April 10 (EIRNS)—The April 19 edition of Time magazine carries a fundraising piece by former British Prime Minister Tony Blair, entitled, "What Aid Can't Buy in Africa," which promotes his new "soft" version of British imperialism, based on his Feb. 9, 2009 U.K.-registered charity, the Tony Blair Africa Governance Initiative. The Initiative, beginning in 2008 with deals signed between Blair, and President Paul Kagame of Rwanda and President Ernest Bai Koroma of Sierra Leone, has recently expanded to include a deal with President Ellen Johnson-Sirleaf of Liberia, and there are reportedly more such arrangements in the works.

What Blair calls good governance involves Blair placing hand-selected, British-trained "advisors" into key positions in the Presidents' Office, the Finance Ministry, and other command positions in the three countries' governments, ostensibly, according to Blair's Time piece, to translate the Presidents' "vision" into "good governance action." In reality, what the neo-colonial "advisors" do, is to persuade the countries' leaders to open the doors for British finance and political control.

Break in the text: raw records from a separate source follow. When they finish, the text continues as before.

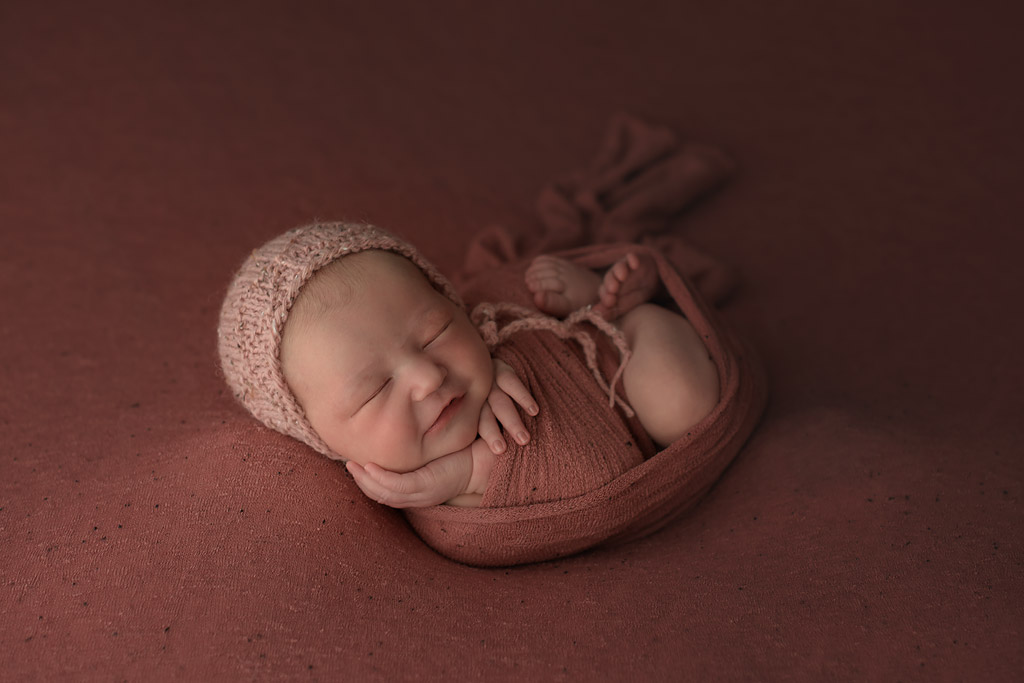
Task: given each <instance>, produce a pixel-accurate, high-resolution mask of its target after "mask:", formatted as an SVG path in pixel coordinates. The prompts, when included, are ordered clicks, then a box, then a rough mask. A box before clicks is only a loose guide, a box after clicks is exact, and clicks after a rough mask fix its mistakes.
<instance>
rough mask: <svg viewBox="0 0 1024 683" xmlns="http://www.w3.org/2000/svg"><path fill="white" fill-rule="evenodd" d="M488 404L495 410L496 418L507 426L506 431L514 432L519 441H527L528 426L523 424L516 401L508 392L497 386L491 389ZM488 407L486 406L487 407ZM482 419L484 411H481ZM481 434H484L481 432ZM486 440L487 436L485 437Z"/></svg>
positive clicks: (489, 405) (487, 401)
mask: <svg viewBox="0 0 1024 683" xmlns="http://www.w3.org/2000/svg"><path fill="white" fill-rule="evenodd" d="M487 405H489V410H490V411H494V418H493V419H495V418H496V419H497V420H498V421H499V422H501V423H502V426H503V427H505V431H507V432H508V433H509V434H512V437H513V438H514V439H515V440H516V441H518V442H519V443H526V442H527V441H528V440H529V432H527V431H526V426H525V425H523V424H522V418H520V417H519V411H517V410H516V408H515V403H513V402H512V399H511V398H509V397H508V394H507V393H505V391H504V390H502V389H500V388H498V387H495V388H493V389H492V390H490V395H489V396H487ZM485 408H486V407H485ZM480 417H481V419H482V417H483V416H482V413H481V416H480ZM480 436H484V435H483V433H482V432H481V433H480ZM484 440H486V437H484Z"/></svg>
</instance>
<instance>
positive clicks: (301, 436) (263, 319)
mask: <svg viewBox="0 0 1024 683" xmlns="http://www.w3.org/2000/svg"><path fill="white" fill-rule="evenodd" d="M369 249H381V250H385V251H390V252H394V253H396V254H400V255H401V256H404V257H406V258H408V259H409V260H411V261H412V262H413V263H415V264H416V265H417V266H419V267H420V269H421V270H423V273H424V274H425V275H426V276H427V280H428V281H429V282H430V283H431V284H432V285H433V286H434V288H435V289H436V290H437V291H439V292H440V293H441V294H444V295H445V296H446V297H449V298H450V299H451V300H452V301H454V302H455V303H456V304H457V305H459V306H462V307H464V304H463V302H462V299H461V298H460V297H459V295H458V294H457V293H456V291H455V289H454V288H453V286H452V284H451V283H450V282H449V280H447V279H446V278H444V275H442V274H441V273H440V272H439V271H438V270H437V269H436V268H435V267H434V266H433V265H432V264H431V263H430V262H429V261H427V260H426V259H424V258H423V256H422V255H421V254H420V252H419V251H417V250H416V248H414V247H413V246H412V245H410V244H409V243H407V242H403V241H402V240H399V239H398V238H396V237H395V236H393V234H391V233H389V232H387V231H385V230H382V229H381V228H379V227H376V226H374V225H369V224H365V223H350V222H334V223H311V224H309V225H302V226H300V227H296V228H294V229H291V230H289V231H288V232H285V233H284V234H281V236H279V237H276V238H274V239H273V240H270V241H269V242H267V243H266V244H265V245H263V246H262V247H260V248H259V249H256V250H254V251H253V252H252V255H251V256H250V257H249V258H247V259H246V261H245V263H243V264H242V267H241V268H239V271H238V272H237V273H236V274H234V278H233V279H232V280H231V283H230V285H229V286H228V288H227V294H226V295H225V297H224V303H223V305H222V306H221V309H220V324H219V326H218V328H217V346H218V350H219V353H220V367H221V370H222V372H223V373H224V379H225V380H226V381H227V384H228V386H229V387H230V389H231V392H232V393H233V394H234V397H236V398H238V399H239V400H240V401H241V402H242V404H243V405H245V407H246V409H247V410H248V411H249V412H250V413H251V414H252V415H253V417H255V418H256V419H257V420H259V421H260V422H262V423H263V424H264V425H266V426H267V427H270V428H271V429H274V430H276V431H279V432H282V433H283V434H288V435H289V436H293V437H295V438H297V439H299V440H300V441H303V442H304V443H307V444H308V445H309V446H311V447H312V449H314V450H315V451H317V452H319V453H322V454H324V455H325V456H327V457H329V458H331V459H334V460H341V457H340V456H339V455H338V454H336V453H334V452H333V451H332V450H331V449H330V447H329V446H328V445H327V443H325V442H324V440H323V439H322V438H321V437H319V436H318V435H317V434H316V432H315V431H314V430H313V428H312V426H311V425H310V424H309V421H308V420H307V419H306V416H305V413H304V412H303V410H302V407H301V405H300V404H299V402H298V400H296V398H295V395H294V394H293V393H292V391H291V389H290V388H289V387H288V384H287V382H286V381H285V376H284V374H283V373H282V369H281V339H282V335H283V333H284V330H285V324H286V322H287V321H288V313H289V311H290V310H291V307H292V304H293V303H294V302H295V299H296V297H297V296H298V294H299V291H300V290H301V289H302V287H303V285H305V284H306V283H307V282H308V281H309V279H310V278H311V276H312V275H313V273H314V272H316V270H318V269H319V268H322V267H324V266H325V265H327V264H328V263H331V262H332V261H334V260H336V259H338V258H341V257H343V256H345V255H346V254H354V253H357V252H361V251H366V250H369Z"/></svg>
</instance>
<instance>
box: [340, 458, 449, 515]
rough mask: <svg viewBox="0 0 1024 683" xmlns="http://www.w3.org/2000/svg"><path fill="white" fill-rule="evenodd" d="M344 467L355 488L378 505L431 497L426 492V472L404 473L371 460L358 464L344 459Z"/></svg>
mask: <svg viewBox="0 0 1024 683" xmlns="http://www.w3.org/2000/svg"><path fill="white" fill-rule="evenodd" d="M345 467H346V469H347V470H348V471H349V472H350V473H351V474H352V478H353V479H355V483H356V485H357V486H358V487H359V489H360V490H362V493H364V494H366V495H367V496H368V497H369V498H371V499H373V500H375V501H377V502H378V503H380V504H382V505H387V506H389V507H392V508H411V507H420V506H423V505H430V504H431V499H430V497H429V495H428V494H427V493H426V492H429V490H430V482H429V481H427V479H430V478H431V475H430V473H429V472H423V471H421V470H416V471H414V472H410V473H408V474H398V473H397V472H391V471H388V470H385V469H384V468H382V467H380V466H378V465H374V464H373V463H369V464H367V466H366V467H362V466H360V465H358V464H357V463H354V462H352V461H349V462H348V463H346V465H345Z"/></svg>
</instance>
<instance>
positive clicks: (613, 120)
mask: <svg viewBox="0 0 1024 683" xmlns="http://www.w3.org/2000/svg"><path fill="white" fill-rule="evenodd" d="M731 169H732V165H731V163H730V162H729V161H728V159H727V158H726V157H725V156H724V155H723V154H721V153H719V152H717V151H715V150H713V148H711V147H707V146H700V145H681V144H678V143H677V142H676V139H675V136H674V134H672V132H671V131H668V130H667V129H664V128H654V127H651V126H648V125H646V124H644V123H642V122H639V121H637V120H635V119H630V118H627V117H617V118H616V119H614V120H613V121H612V124H611V128H610V131H609V134H608V138H607V140H606V143H605V146H604V148H603V151H602V153H601V155H600V156H599V157H598V159H597V161H596V162H595V163H594V164H593V165H592V166H591V167H590V168H589V169H588V170H586V171H581V172H578V173H575V174H572V175H570V176H567V177H566V178H564V179H561V180H559V181H556V182H555V183H553V184H552V185H551V186H549V187H548V188H546V189H545V190H544V193H543V194H542V196H541V199H540V202H539V211H540V214H541V218H542V222H543V223H544V226H545V230H544V231H543V232H542V233H541V234H540V236H536V234H535V236H522V234H518V236H517V234H513V233H512V232H511V231H509V230H506V229H504V228H501V227H493V228H488V229H487V230H484V231H483V232H481V233H480V236H479V237H478V239H477V240H476V241H475V242H474V244H473V245H472V247H471V249H470V250H469V252H468V253H467V261H466V266H465V268H464V272H463V273H461V278H460V279H459V280H458V281H457V282H459V284H460V289H461V290H462V294H463V297H464V299H465V300H466V301H467V303H468V304H469V305H470V306H471V307H472V306H474V305H475V304H477V303H479V302H483V301H511V302H513V303H519V304H522V305H529V301H528V296H527V293H526V292H525V288H524V286H523V282H522V273H523V271H524V270H525V267H526V265H527V264H528V261H529V259H530V258H531V257H532V256H534V255H536V254H537V253H541V252H548V253H550V252H552V251H553V250H555V249H560V250H561V251H558V252H557V253H558V255H560V256H562V257H563V258H566V259H568V260H570V261H573V262H575V263H579V264H581V265H583V266H586V267H589V268H594V269H599V268H604V267H606V266H608V265H610V264H611V263H613V262H615V261H616V260H618V259H620V258H622V257H623V256H625V255H626V254H627V253H628V252H629V251H637V250H642V251H645V252H646V253H648V254H650V256H651V257H652V258H653V259H654V262H655V263H656V265H657V270H658V275H659V276H660V280H662V283H663V284H664V286H665V290H666V292H667V294H668V297H670V298H671V301H668V300H667V301H666V302H667V303H669V304H670V305H672V304H673V303H674V305H675V306H676V307H678V309H679V310H680V311H681V312H682V313H683V314H684V315H685V316H686V317H687V319H689V322H690V323H691V325H693V327H694V329H695V330H696V331H697V333H698V334H699V335H700V337H701V339H702V340H703V341H705V344H706V346H707V347H708V351H709V353H710V355H711V356H712V358H713V359H714V361H715V364H716V366H717V368H718V373H719V383H720V397H719V402H718V404H717V405H716V408H715V409H714V410H713V411H712V413H711V414H709V415H708V416H707V417H706V418H705V419H703V420H701V421H700V422H699V423H698V424H696V425H694V426H693V427H692V429H690V431H689V432H688V433H687V434H686V435H685V436H683V437H682V438H680V439H678V440H677V441H675V442H674V443H672V444H670V445H669V446H668V447H667V449H665V450H663V451H660V452H658V451H657V450H656V446H655V445H654V444H653V443H652V442H651V440H650V438H649V437H648V436H647V435H646V433H645V432H644V430H643V429H642V427H641V426H640V424H639V422H638V421H637V420H636V419H635V418H630V417H628V416H627V415H626V413H625V412H624V410H623V409H622V408H621V407H617V405H614V407H613V405H610V404H609V400H608V395H607V394H606V393H605V392H604V390H603V389H601V388H600V387H599V386H598V384H597V382H595V379H594V377H593V375H592V373H591V371H590V369H588V368H587V365H586V361H585V360H584V358H583V354H582V351H581V349H580V348H579V345H578V344H575V343H574V342H572V341H566V340H563V339H560V338H557V337H555V336H554V335H553V334H551V333H550V332H546V331H539V330H529V331H524V332H522V333H519V334H516V335H514V336H512V337H511V338H510V339H509V340H507V341H506V342H505V343H502V344H500V345H498V346H497V347H496V348H495V349H494V350H493V353H494V354H495V355H496V356H497V357H499V358H502V359H504V360H505V361H507V362H509V364H510V365H511V366H512V367H513V368H514V369H515V370H516V372H517V374H518V375H519V377H520V378H522V379H523V381H524V382H526V384H527V386H528V387H529V389H530V391H531V392H532V394H534V396H535V397H536V398H537V399H538V402H539V404H540V407H541V412H540V414H539V415H538V416H537V417H536V418H530V417H528V416H525V417H524V421H525V423H526V426H527V428H528V429H529V430H530V434H531V435H532V439H531V441H530V443H528V444H526V445H525V446H519V445H518V444H515V443H514V442H512V441H511V440H510V441H509V450H508V451H507V452H506V454H504V455H503V456H501V457H499V458H498V462H497V464H496V466H495V470H494V472H493V473H492V475H490V479H489V480H488V483H487V488H486V492H485V493H484V496H483V501H482V506H481V507H479V508H459V507H453V506H435V507H431V508H422V509H410V510H406V514H407V517H408V519H409V521H410V523H411V524H412V525H413V527H414V528H415V529H416V531H417V532H418V533H419V535H420V537H421V538H423V540H424V541H426V542H427V543H428V544H429V545H430V546H431V547H433V548H434V549H435V550H437V551H438V552H440V553H441V554H443V555H445V556H447V557H451V558H453V559H455V560H458V561H461V562H465V563H467V564H473V565H479V566H502V565H512V564H520V563H526V562H535V561H541V560H548V559H554V558H557V557H563V556H565V555H569V554H572V553H575V552H580V551H582V550H585V549H587V548H591V547H593V546H596V545H599V544H603V543H614V542H623V541H627V540H631V539H636V538H639V537H642V536H644V535H647V533H649V532H651V531H653V530H655V529H657V528H658V527H660V526H662V525H664V524H665V523H667V522H668V521H670V520H672V519H674V518H675V517H677V516H678V515H679V514H681V513H683V512H685V511H686V510H687V509H688V508H690V507H691V506H692V505H693V504H694V503H696V502H697V501H698V500H699V499H700V497H701V496H702V495H703V494H705V492H707V490H708V488H709V487H710V486H711V485H712V484H713V483H714V482H715V480H716V479H717V478H718V477H719V475H721V473H722V471H723V470H724V469H725V468H726V466H727V465H728V464H729V463H730V462H731V461H732V460H733V458H734V457H735V456H736V454H737V453H738V452H739V450H740V447H741V446H742V444H743V442H744V441H745V440H746V439H748V437H749V436H750V434H751V433H752V431H753V430H754V428H755V426H756V425H757V422H758V420H759V419H760V417H761V414H762V412H763V410H764V404H765V400H766V382H765V378H764V375H763V372H762V370H761V366H760V365H759V362H757V360H756V358H755V357H754V355H753V353H752V351H751V349H749V348H748V347H746V346H745V345H744V344H743V343H742V342H741V341H740V340H739V339H738V338H737V337H736V336H735V335H734V334H733V333H732V332H730V331H729V330H728V329H727V328H726V327H725V326H724V325H723V324H722V322H721V321H720V319H719V318H718V317H717V316H716V315H715V313H714V311H713V310H712V308H711V306H710V305H709V303H708V301H717V300H721V299H722V298H724V297H725V296H726V295H727V294H728V292H729V290H730V288H731V286H732V278H731V274H730V273H729V271H728V270H727V269H726V268H724V267H723V266H721V265H720V264H719V263H718V262H716V261H715V260H714V259H711V258H710V257H708V256H706V255H703V254H701V253H700V252H698V251H696V250H694V249H693V248H692V247H691V246H689V245H687V244H685V243H684V242H683V241H682V240H680V239H679V238H678V237H676V236H669V234H665V233H664V232H663V233H658V232H659V231H664V230H665V229H666V227H667V226H668V223H669V218H670V217H671V216H672V215H673V214H675V213H676V212H678V211H679V210H680V209H682V208H683V207H684V206H685V205H687V204H688V203H689V202H691V201H692V200H693V199H695V198H696V197H698V196H699V195H701V194H702V193H705V191H707V190H709V189H711V188H712V187H714V186H715V185H717V184H718V183H719V182H720V181H721V180H722V179H723V178H724V177H726V176H727V175H728V173H729V172H730V171H731ZM593 243H597V244H593ZM626 243H633V244H626ZM583 244H591V246H588V247H581V246H580V245H583ZM637 245H640V246H637ZM571 247H578V248H575V249H570V248H571ZM592 337H593V338H594V340H595V342H597V346H598V350H599V365H600V367H601V370H602V372H603V374H604V377H606V378H611V376H612V374H613V372H614V369H615V367H616V366H617V364H618V352H617V350H616V349H615V348H614V347H613V346H612V345H611V344H610V342H608V340H607V338H606V337H605V336H604V335H603V334H602V333H600V332H597V331H596V330H594V331H593V334H592ZM618 395H620V396H622V393H621V392H620V394H618Z"/></svg>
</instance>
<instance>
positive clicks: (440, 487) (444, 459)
mask: <svg viewBox="0 0 1024 683" xmlns="http://www.w3.org/2000/svg"><path fill="white" fill-rule="evenodd" d="M494 458H495V456H494V455H493V454H492V453H490V452H489V451H488V450H487V446H486V444H484V443H483V441H481V440H480V439H476V440H475V441H473V443H472V444H470V445H469V447H466V449H463V450H462V451H457V452H456V453H451V454H449V455H446V456H442V457H440V458H438V459H437V460H432V461H430V462H429V463H427V464H426V465H424V466H423V467H421V468H420V469H418V470H413V471H412V472H406V473H403V474H401V473H398V472H392V471H390V470H386V469H384V468H383V467H381V466H379V465H375V464H374V463H368V464H367V465H366V466H365V467H364V466H361V465H358V464H357V463H354V462H352V461H351V460H350V461H348V462H347V463H346V464H345V468H346V469H347V470H348V471H349V472H350V473H351V474H352V478H354V479H355V483H356V485H358V487H359V488H360V489H361V490H362V493H364V494H366V495H367V496H368V497H370V498H372V499H373V500H375V501H377V502H378V503H381V504H383V505H387V506H390V507H392V508H426V507H430V506H432V505H440V504H441V503H446V502H449V501H452V500H453V499H455V498H457V497H459V496H462V495H463V494H477V495H480V494H483V490H484V488H485V487H486V483H487V477H488V476H489V475H490V468H492V467H493V466H494Z"/></svg>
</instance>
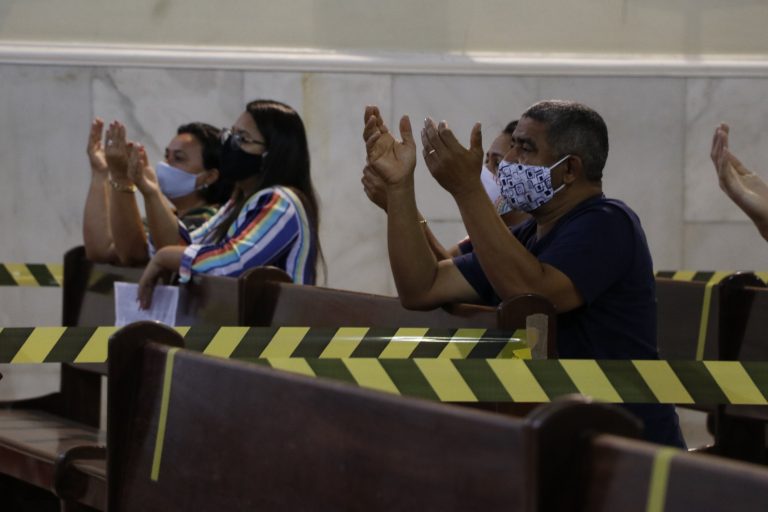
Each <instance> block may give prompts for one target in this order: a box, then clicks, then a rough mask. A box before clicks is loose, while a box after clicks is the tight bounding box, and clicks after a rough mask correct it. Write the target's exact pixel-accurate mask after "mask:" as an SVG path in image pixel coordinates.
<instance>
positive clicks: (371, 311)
mask: <svg viewBox="0 0 768 512" xmlns="http://www.w3.org/2000/svg"><path fill="white" fill-rule="evenodd" d="M254 306H255V313H254V325H265V326H266V325H269V326H296V325H300V326H305V327H339V326H344V327H373V328H384V329H390V330H391V333H392V334H394V332H395V330H396V329H397V328H399V327H426V328H436V329H456V328H475V329H482V328H484V329H490V330H505V331H513V330H516V329H525V328H526V327H529V328H531V329H532V331H535V332H536V333H537V336H538V337H539V338H540V339H539V345H538V347H537V349H535V350H536V352H537V353H538V355H539V356H540V357H555V356H556V354H557V348H556V344H555V339H556V325H557V322H556V316H555V314H556V312H555V308H554V306H552V304H551V303H550V302H549V301H548V300H546V299H544V298H543V297H540V296H537V295H520V296H516V297H512V298H510V299H508V300H506V301H504V302H503V303H502V304H501V305H500V306H499V307H498V308H491V307H488V306H478V305H472V304H451V305H446V306H443V307H441V308H436V309H432V310H428V311H415V310H409V309H405V308H404V307H403V306H402V305H401V304H400V300H399V299H398V298H397V297H387V296H383V295H374V294H370V293H360V292H353V291H348V290H335V289H332V288H323V287H319V286H300V285H296V284H292V283H289V282H277V281H265V282H264V283H263V285H262V286H261V287H260V288H259V295H258V296H257V297H255V299H254Z"/></svg>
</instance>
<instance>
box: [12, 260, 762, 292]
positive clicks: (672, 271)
mask: <svg viewBox="0 0 768 512" xmlns="http://www.w3.org/2000/svg"><path fill="white" fill-rule="evenodd" d="M732 273H733V272H731V271H718V272H714V271H704V270H659V271H657V272H656V274H655V275H656V277H664V278H669V279H674V280H676V281H694V282H704V283H708V282H710V281H711V280H712V278H713V276H714V275H716V274H717V275H720V276H721V277H720V279H719V280H722V278H723V277H725V276H728V275H730V274H732ZM754 274H756V275H757V276H758V277H759V278H760V279H762V280H763V281H766V282H768V272H754ZM719 280H718V282H719ZM63 281H64V266H63V265H62V264H60V263H0V286H48V287H50V286H53V287H56V286H61V284H62V283H63Z"/></svg>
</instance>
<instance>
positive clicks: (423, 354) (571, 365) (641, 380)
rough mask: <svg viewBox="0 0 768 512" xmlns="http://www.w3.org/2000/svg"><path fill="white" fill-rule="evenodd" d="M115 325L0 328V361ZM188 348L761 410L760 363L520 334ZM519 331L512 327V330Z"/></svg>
mask: <svg viewBox="0 0 768 512" xmlns="http://www.w3.org/2000/svg"><path fill="white" fill-rule="evenodd" d="M117 329H118V328H117V327H92V328H88V327H69V328H67V327H38V328H5V329H2V331H0V362H10V363H40V362H76V363H86V362H88V363H94V362H97V363H98V362H104V361H105V360H106V358H107V340H108V338H109V336H110V335H111V334H112V333H114V332H115V331H116V330H117ZM176 329H177V330H178V331H179V332H180V333H181V334H182V335H184V340H185V343H186V345H187V348H189V349H191V350H195V351H198V352H202V353H204V354H208V355H212V356H217V357H228V358H231V359H239V360H245V361H251V362H255V363H258V364H263V365H267V366H270V367H272V368H275V369H278V370H285V371H290V372H294V373H298V374H302V375H306V376H311V377H325V378H331V379H335V380H341V381H344V382H348V383H351V384H354V385H357V386H360V387H364V388H371V389H378V390H382V391H388V392H391V393H396V394H402V395H409V396H417V397H422V398H427V399H432V400H439V401H447V402H548V401H550V400H552V399H554V398H556V397H558V396H561V395H567V394H571V393H580V394H584V395H588V396H591V397H594V398H595V399H598V400H603V401H606V402H613V403H622V402H627V403H674V404H699V405H708V404H739V405H742V404H749V405H768V401H766V397H768V362H765V361H763V362H736V361H653V360H636V361H631V360H612V361H601V360H566V359H561V360H527V359H526V360H524V359H523V358H524V357H529V356H530V352H529V350H528V349H527V348H526V347H525V345H524V343H523V342H522V340H521V339H519V338H513V337H511V336H509V333H506V334H502V335H501V336H495V337H494V336H493V335H496V334H499V333H500V331H491V330H488V331H485V330H482V329H480V330H476V329H453V330H448V329H413V328H401V329H396V328H393V329H373V328H370V329H369V328H335V329H315V328H313V329H309V328H306V327H281V328H262V327H177V328H176ZM517 333H519V334H522V333H521V332H520V331H516V334H517Z"/></svg>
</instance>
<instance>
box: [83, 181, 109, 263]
mask: <svg viewBox="0 0 768 512" xmlns="http://www.w3.org/2000/svg"><path fill="white" fill-rule="evenodd" d="M107 194H108V191H107V180H106V177H104V176H101V175H96V174H94V175H93V176H92V177H91V184H90V186H89V188H88V196H87V198H86V200H85V208H84V211H83V244H84V245H85V254H86V257H87V258H88V259H89V260H91V261H97V262H106V263H112V262H113V260H114V259H115V257H116V256H115V253H114V247H113V245H112V233H111V231H110V228H109V201H108V199H107V198H108V195H107Z"/></svg>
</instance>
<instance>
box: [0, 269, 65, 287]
mask: <svg viewBox="0 0 768 512" xmlns="http://www.w3.org/2000/svg"><path fill="white" fill-rule="evenodd" d="M63 282H64V265H61V264H56V263H0V286H49V287H50V286H53V287H57V286H61V284H62V283H63Z"/></svg>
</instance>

Blair has personally taken Kagame (Rwanda joined the Commonwealth two months ago as the 54th state) to meet the Queen, and has taken Kagame and Koroma to special investment fora in the City of London, for loans.

But, Blair preaches a "sustainable development" model, and advocates green technology, which will never lift the citizens of these countries out of poverty. The loans will drive them deeper into indebtedness, and not supply necessary infrastructure such as rail, nuclear energy, water treatment, and sewage.

Blair handles the funding for the Africa Governance Initiative through a thicket of 12 impenetrable limited liability companies headed by Windrush Ventures No. 3 and Firebrush. The Gates Foundation and the Gatsby Foundation were donors.

The plan for Blair's scheme dates back to a Venetian Memorandum drafted by Sir Oswald Mosely (onetime head of the British Union of Fascists, turned post-World War II united Europe leader), whose principles Blair embraced when he was campaigning to be EU President. Mosely's Memorandum envisioned a European Empire with a softly ruled African sphere of influence. Now, Blair, having failed to win the EU Presidency, is organizing a new "soft" version of British imperialism in Africa.